A recent jump in ridership and the need for more trains to alleviate crowding, combined with plans to open the Silver Line extension, pushed Metro officials last week to express frustrations with the commission’s phased approach. It ultimately led to a compromise Tuesday that allows Metro to use at least 30 more trains and includes steps to reinstate the entire 7000 series in the coming months.
Metro General Manager Randy Clarke on Thursday said Metro was able to run 18 eight-car 7000-series trains, the most since the suspension began. The transit agency plans to increase that number over the coming months, slowly reducing wait times that have generally averaged more than 10 minutes. Clarke said Metro officials will lay out a timeline next week that will chart when Metro will return to pre-pandemic rail frequencies.
To alleviate crowding occurring mostly during weekday rush hours on the Red Line, Clarke said Metro also is deploying extra trains on standby to use when crowding increases.
The biggest decrease in wait times, he said, would likely have to wait until Metro reopens the Yellow Line, which has been shut down for an eight-month bridge and tunnel repair project slated to end in May. The reopened line will provide Metro with better access to a rail yard in Alexandria, allowing for increased flexibility in getting rail cars in and out for inspections.
Metro’s train shortage had also threatened to delay the opening of the Silver Line extension, an 11.5-mile segment that will bring service to Washington Dulles International Airport and Loudoun County. As those concerns dissipate, Clarke said he hoped to announce an opening date next week, contingent upon Metro receiving accreditations from the safety commission. He said Metro workers are finishing minor tasks, such as installing missing signs, before the agency seeks certification.
The $3 billion project’s opening is four years overdue, but Clarke said he is optimistic Metro can begin passenger service for Thanksgiving travel.
“We’re very focused on opening the line for Thanksgiving holiday travel,” Clarke said during a news conference after the board meeting. “We know how important that is.”
During the meeting, transit officials outlined ways for Metro to increase revenue and cut costs through service reductions to close a projected $146 million operating budget gap. That hole had previously been projected at $185 million, but Metro officials say ridership increases and money from other sources has offset some of the amount.

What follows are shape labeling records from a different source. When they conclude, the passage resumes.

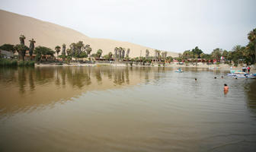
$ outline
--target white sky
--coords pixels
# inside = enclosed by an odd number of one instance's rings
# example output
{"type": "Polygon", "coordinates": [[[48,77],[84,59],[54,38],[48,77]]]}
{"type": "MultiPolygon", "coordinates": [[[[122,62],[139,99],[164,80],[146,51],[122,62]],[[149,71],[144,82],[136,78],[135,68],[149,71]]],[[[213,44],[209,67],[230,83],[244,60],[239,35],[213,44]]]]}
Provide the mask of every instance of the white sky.
{"type": "Polygon", "coordinates": [[[0,9],[72,28],[90,37],[183,52],[245,46],[254,0],[0,0],[0,9]]]}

Narrowing the gap further could require either service cuts, restructuring fares, fare hikes, service decreases, layoffs of up to 1,190 workers or a mix of concepts presented to board members. Metro is also considering charging passengers flat rates based on zones, finding subsidies to go fare-free and a program that would decrease fares for lower-income riders.
Of those concepts, board members seemed most hesitant about shifting to fare zones.
“I don’t love the zone fare idea,” said member Sarah Kline. “I honestly don’t see the benefit of it over the distance-based fare that we have now, because essentially, it’s distance-based the way it’s been conceived here.”
Board member Lucinda M. Babers, the District’s deputy mayor for operations and infrastructure, said zoned fares concerned her because of D.C.’s experience with a zoned taxi-fare system that leaders scrapped in 2008.
“D. C. had its own [zone] concept for our taxicab system and it was one of the most confusing things, especially for our tourists,” Babers said. “And so we eventually got rid of it and went to the distance-based concept.”